There used to be a 'Page Info' option on Netscape Communicator which basically told you the timestamp of the HTML/image file. That's not in Mozilla or any other browser I've used (Firefox, Opera, Chrome). I have to load up Communicator when I want to check a page's creation/modificiation date. View Source might disappear from the menu for that reason.
You can display an "info" bar in Opera's sidebar which will tell you that if the server sends it.
Thanks, that's really helpful!
It's available as part of the Web Developer Toolbar add-in for Firefox.
> View Source might disappear from the menu for that reason.

Because Firefox/Mozilla/Chrome/Safari are all going to be open-sourced and under-go a code-overhaul over the coming few years during which some features are lost in the mix?

Do you mean the Right-Click "View Page Info" in firefox? I'm pretty sure that still exists.

(It's there in my FF3 install on Ubuntu (that has Web Developer plugin disabled), and it's also there on an XP VM I'm running with FF3.5 and no plugins)

View Source isn't going anywhere, and it continues to do the same task as always. What's changed is that websites have gotten more complex.

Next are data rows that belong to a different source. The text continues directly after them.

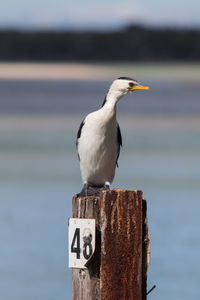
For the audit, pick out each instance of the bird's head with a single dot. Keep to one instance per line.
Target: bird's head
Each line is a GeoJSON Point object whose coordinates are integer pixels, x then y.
{"type": "Point", "coordinates": [123, 85]}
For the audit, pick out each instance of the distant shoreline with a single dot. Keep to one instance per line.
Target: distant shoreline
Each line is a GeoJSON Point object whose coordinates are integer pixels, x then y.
{"type": "Point", "coordinates": [99, 71]}
{"type": "Point", "coordinates": [53, 122]}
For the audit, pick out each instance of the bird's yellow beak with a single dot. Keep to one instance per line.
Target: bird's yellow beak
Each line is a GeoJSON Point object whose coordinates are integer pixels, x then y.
{"type": "Point", "coordinates": [138, 87]}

View Source is like a ruler. It's a great tool when you're trying to understand how a buggy was built. Not quite adequate for understanding a modern internal combustion engine.

The Web Developer Toolbar add-on for FF has a View Generated Source feature which is nice when dealing with dynamic markup (and of course Firebug rocks).
compressed js -> syntax highlighter/prettyprinter -> view source

Is that so hard?

I agree, but yes it is: 1) you can't unscramble variable names, and 2) you have to prettyprint all js, even well-written js, or create a 'compression detection' algorithm.
You forgot escape & encoded and eval()'ed inline javascript in DOM that inserts a <script> tag that bootstraps another URL-rewrited dynamically generated .js. And the best part is, the .js can not be re-requested as it's it's taken cautions to prevent re-play attack.
If it gets to the browser via HTTP then it's pretty trivial to intercept.